Há alguns poucos anos, se uma pessoa dissesse que tinha um modelo da Audi, BMW ou Mercedes-Benz, você podia facilmente apostar que adivinharia a cor em três tentativas: o carro era preto, prata ou chumbo. Atualmente, o apostador corre risco maior de errar, ou seja, de perder aquela caixa de cervejas, pois a cor branca vem ganhando espaço de forma significativa no Brasil, principalmente entre os modelos mais sofisticados, mesmo aqueles produzidos por marcas que não são consideradas de grife. O crescimento acontece mesmo em capitais em que a cor está associada a táxis, como Belo Horizonte e São Paulo.

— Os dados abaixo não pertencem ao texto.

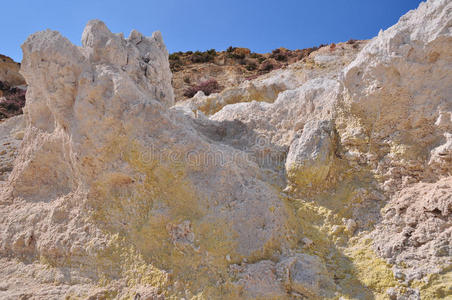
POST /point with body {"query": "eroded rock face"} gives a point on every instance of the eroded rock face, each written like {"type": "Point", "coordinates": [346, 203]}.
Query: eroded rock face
{"type": "Point", "coordinates": [334, 186]}
{"type": "Point", "coordinates": [106, 171]}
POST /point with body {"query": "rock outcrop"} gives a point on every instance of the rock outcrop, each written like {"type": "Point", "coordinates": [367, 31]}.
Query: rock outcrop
{"type": "Point", "coordinates": [335, 183]}
{"type": "Point", "coordinates": [12, 88]}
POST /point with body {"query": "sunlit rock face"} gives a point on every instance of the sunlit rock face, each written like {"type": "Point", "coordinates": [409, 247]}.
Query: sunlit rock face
{"type": "Point", "coordinates": [334, 183]}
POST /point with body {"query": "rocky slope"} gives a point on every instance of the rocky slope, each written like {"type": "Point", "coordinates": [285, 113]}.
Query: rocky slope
{"type": "Point", "coordinates": [328, 179]}
{"type": "Point", "coordinates": [12, 88]}
{"type": "Point", "coordinates": [229, 68]}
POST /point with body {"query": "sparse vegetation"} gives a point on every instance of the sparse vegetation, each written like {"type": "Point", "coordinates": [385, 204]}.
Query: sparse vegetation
{"type": "Point", "coordinates": [251, 66]}
{"type": "Point", "coordinates": [208, 87]}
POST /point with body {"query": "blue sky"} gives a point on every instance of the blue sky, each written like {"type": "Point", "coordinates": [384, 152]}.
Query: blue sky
{"type": "Point", "coordinates": [261, 25]}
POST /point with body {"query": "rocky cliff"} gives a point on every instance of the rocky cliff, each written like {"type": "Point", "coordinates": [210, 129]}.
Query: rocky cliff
{"type": "Point", "coordinates": [328, 179]}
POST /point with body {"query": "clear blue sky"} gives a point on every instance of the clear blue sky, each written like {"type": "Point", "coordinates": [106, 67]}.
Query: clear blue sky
{"type": "Point", "coordinates": [261, 25]}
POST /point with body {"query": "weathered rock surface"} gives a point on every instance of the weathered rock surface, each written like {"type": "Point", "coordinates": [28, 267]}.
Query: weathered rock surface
{"type": "Point", "coordinates": [336, 183]}
{"type": "Point", "coordinates": [12, 88]}
{"type": "Point", "coordinates": [9, 72]}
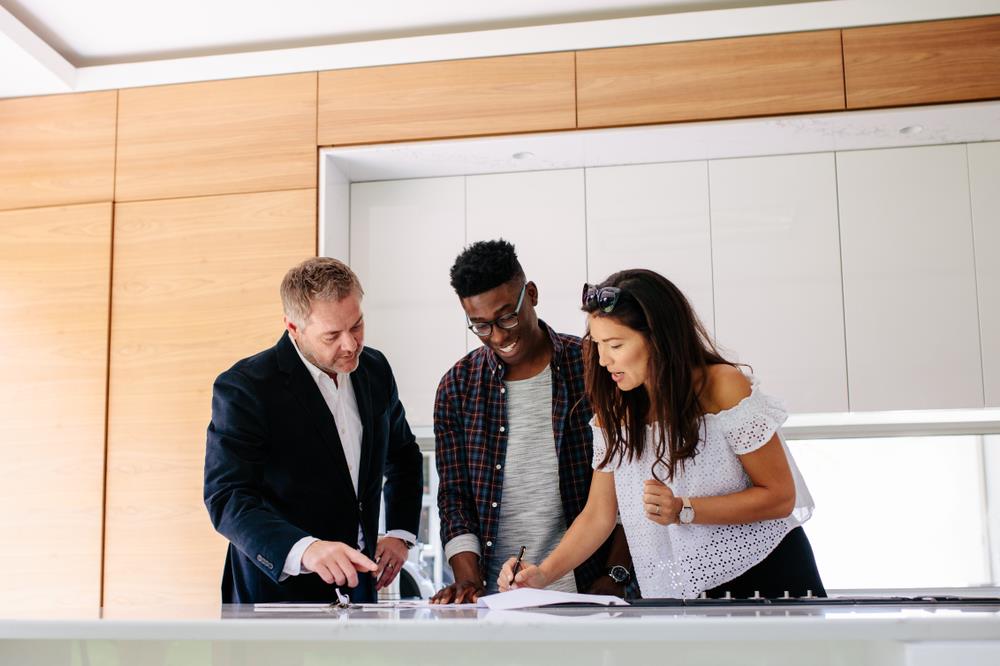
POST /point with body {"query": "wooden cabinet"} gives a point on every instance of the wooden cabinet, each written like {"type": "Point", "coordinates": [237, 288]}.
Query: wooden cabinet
{"type": "Point", "coordinates": [57, 150]}
{"type": "Point", "coordinates": [984, 170]}
{"type": "Point", "coordinates": [653, 216]}
{"type": "Point", "coordinates": [527, 93]}
{"type": "Point", "coordinates": [722, 78]}
{"type": "Point", "coordinates": [542, 213]}
{"type": "Point", "coordinates": [776, 262]}
{"type": "Point", "coordinates": [405, 236]}
{"type": "Point", "coordinates": [922, 63]}
{"type": "Point", "coordinates": [195, 289]}
{"type": "Point", "coordinates": [909, 279]}
{"type": "Point", "coordinates": [220, 137]}
{"type": "Point", "coordinates": [55, 273]}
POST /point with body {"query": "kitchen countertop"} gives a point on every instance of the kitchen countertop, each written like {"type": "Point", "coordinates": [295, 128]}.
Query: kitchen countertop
{"type": "Point", "coordinates": [777, 633]}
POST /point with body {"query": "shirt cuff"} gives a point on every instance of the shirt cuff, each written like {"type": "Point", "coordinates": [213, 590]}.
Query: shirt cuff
{"type": "Point", "coordinates": [463, 543]}
{"type": "Point", "coordinates": [408, 537]}
{"type": "Point", "coordinates": [293, 563]}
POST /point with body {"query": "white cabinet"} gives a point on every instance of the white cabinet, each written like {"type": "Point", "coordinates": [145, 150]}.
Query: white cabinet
{"type": "Point", "coordinates": [984, 175]}
{"type": "Point", "coordinates": [653, 216]}
{"type": "Point", "coordinates": [778, 300]}
{"type": "Point", "coordinates": [909, 279]}
{"type": "Point", "coordinates": [405, 236]}
{"type": "Point", "coordinates": [542, 214]}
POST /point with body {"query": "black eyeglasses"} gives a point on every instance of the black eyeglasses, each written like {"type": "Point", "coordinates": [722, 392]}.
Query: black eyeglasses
{"type": "Point", "coordinates": [600, 298]}
{"type": "Point", "coordinates": [508, 321]}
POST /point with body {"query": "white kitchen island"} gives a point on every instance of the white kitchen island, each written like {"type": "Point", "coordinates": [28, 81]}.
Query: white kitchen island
{"type": "Point", "coordinates": [635, 636]}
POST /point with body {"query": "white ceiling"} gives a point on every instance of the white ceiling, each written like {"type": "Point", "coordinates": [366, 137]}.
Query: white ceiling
{"type": "Point", "coordinates": [101, 32]}
{"type": "Point", "coordinates": [52, 46]}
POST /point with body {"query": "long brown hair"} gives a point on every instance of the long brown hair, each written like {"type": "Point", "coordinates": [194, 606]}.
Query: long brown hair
{"type": "Point", "coordinates": [680, 351]}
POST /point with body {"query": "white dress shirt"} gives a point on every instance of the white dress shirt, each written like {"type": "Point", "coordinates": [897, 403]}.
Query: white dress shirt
{"type": "Point", "coordinates": [340, 399]}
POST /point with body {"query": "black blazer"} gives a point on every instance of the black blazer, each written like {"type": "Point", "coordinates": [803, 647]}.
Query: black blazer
{"type": "Point", "coordinates": [275, 471]}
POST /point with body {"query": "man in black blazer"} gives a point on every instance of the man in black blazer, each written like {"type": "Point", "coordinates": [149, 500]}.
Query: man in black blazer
{"type": "Point", "coordinates": [301, 437]}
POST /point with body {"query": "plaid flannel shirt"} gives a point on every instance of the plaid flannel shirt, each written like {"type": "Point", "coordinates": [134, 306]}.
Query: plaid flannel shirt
{"type": "Point", "coordinates": [470, 417]}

No caso da BMW, a cor branca vem tomando espaço da preta e da cinza. De acordo com Celso Fogaça, gerente de vendas da marca no Brasil, em 2008, a cor preta respondia por 55% do mix; a prata, por 39%; e a branca, por apenas 6%. No ano passado, esse quadro mudou bastante, pois a branca já tinha abocanhado 27% do total, deixando a preta com 45% e a prata com 29%. Celso acredita que essa tendência, pelo menos nos próximos dois anos, é irreversível. A marca aposta tanto nisso que todos os modelos expostos no Salão Internacional de São Paulo, em outubro, eram na cor branca, e recomenda para todos os concessionários a exposição de modelos nessa cor em seus showrooms.

Nos show-rooms e nas ruas, a cor branca ganha espaço entre os modelos da BMW



ALEMÃES O fenômeno também é observado nos concorrentes Audi e Mercedes-Benz. Na primeira, o percentual de carros brancos no mix de importação para o Brasil subiu de 5%, em 2008, para 15%, no ano passado. “Nas clínicas que fizemos, nossos clientes acham que a cor branca permite visualizar melhor as linhas do modelo e realça os faróis com luzes de LED”, explica Thiago Lemes, gerente de produto da Audi Brasil. Na opinião do designer Peter Fassbinder, do Centro Estilo Fiat da América Latina, o branco coloca algumas partes em evidência, como vidros e lanternas. Para a marca da estrela de três pontas, o branco está associado à esportividade: do total de 6% do mix em 2010, quatro modelos puxam a média para cima: CLS (15%), SL (14,6%), SLS (14,2%) e SLK (7,8%).

QUENTE Além da sofisticação e da ecologia, a questão da temperatura interna no habitáculo é outro motivo para a escolha do branco. De acordo com Klaus Mello, gerente de engenharia de veículos da Ford, diferença entre a temperatura interna de dois modelos idênticos, mas em cores claras e escuras, deixados sob um sol escaldante, pode variar de 3°C a 5°C. Na carroceria, a temperatura pode chegar a 90°C nas cores escuras, enquanto esse pico nas mais claras chega apenas a 60°C (veja ilustração), como afirma Tikashi Arita, gerente de marketing e vendas da DuPont (fabricante de tintas automotivas). A BMW, por exemplo, trabalha com uma boa expectativa de modelos na cor branca nas novas concessionárias de Campo Grande (MS) e Cuiabá (MT), já que são lugares bastante quentes.

TENDÊNCIA Outras marcas, como Ford, Chrysler e Kia, também vêm registrando boas vendas nessa cor. No mix do sedã Fusion, que vem do México, a participação chega a 12%; e o crossover Edge, recém-reestilizado, já tem a opção do branco. No grupo Chrysler (incluindo Jeep e Dodge), o crescimento foi de 75%, de 2009 para 2010. Entre os modelos da marca coreana, chama a atenção o desempenho do Sportage, que teve 300 unidades vendidas no ano passado, em contraste com as 113 de 2009. Já outros fabricantes, como a Honda, não acreditaram muito nessa tendência e agora dão o braço a torcer. “Notamos um aumento da demanda no modelo CR-V, que terá essa opção de cor em breve”, admite Alberto Pescumo, gerente comercial da marca japonesa no Brasil.